Robert Watson rwatson at FreeBSD.org
Sun Jul 30 14:04:49 UTC 2006


5BOne of the ideas that I, Scott Long, and a few others have been bouncing 
around for some time is a restructuring of the network interface packet 
transmission API to reduce the number of locking operations and allow network 
device drivers increased control of the queueing behavior.  Right now, it 
works something like that following:

- When a network protocol wants to transmit, it calls the ifnet's link layer
   output routine via ifp->if_output() with the ifnet pointer, packet,
   destination address information, and route information.

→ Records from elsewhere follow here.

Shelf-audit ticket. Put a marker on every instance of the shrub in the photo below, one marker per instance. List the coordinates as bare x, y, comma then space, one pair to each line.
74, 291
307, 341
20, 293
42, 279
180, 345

- The link layer (e.g., ether_output() + ether_output_frame()) encapsulates
   the packet as necessary, performs a link layer address translation (such as
   ARP), and hands off to the ifnet driver via a call to IFQ_HANDOFF(), which
   accepts the ifnet pointer and packet.

- The ifnet layer enqueues the packet in the ifnet send queue (ifp->if_snd),
   and then looks at the driver's IFF_DRV_OACTIVE flag to determine if it needs
   to "start" output by the driver.  If the driver is already active, it
   doesn't, and otherwise, it does.

- The driver dequeues the packet from ifp->if_snd, performs any driver
   encapsulation and wrapping, and notifies the hardware.  In modern hardware,
   this consists of hooking the data of the packet up to the descriptor ring
   and notifying the hardware to pick it up via DMA.  In order hardware, the
   driver would perform a series of I/O operations to send the entire packet
   directly to the card via a system bus.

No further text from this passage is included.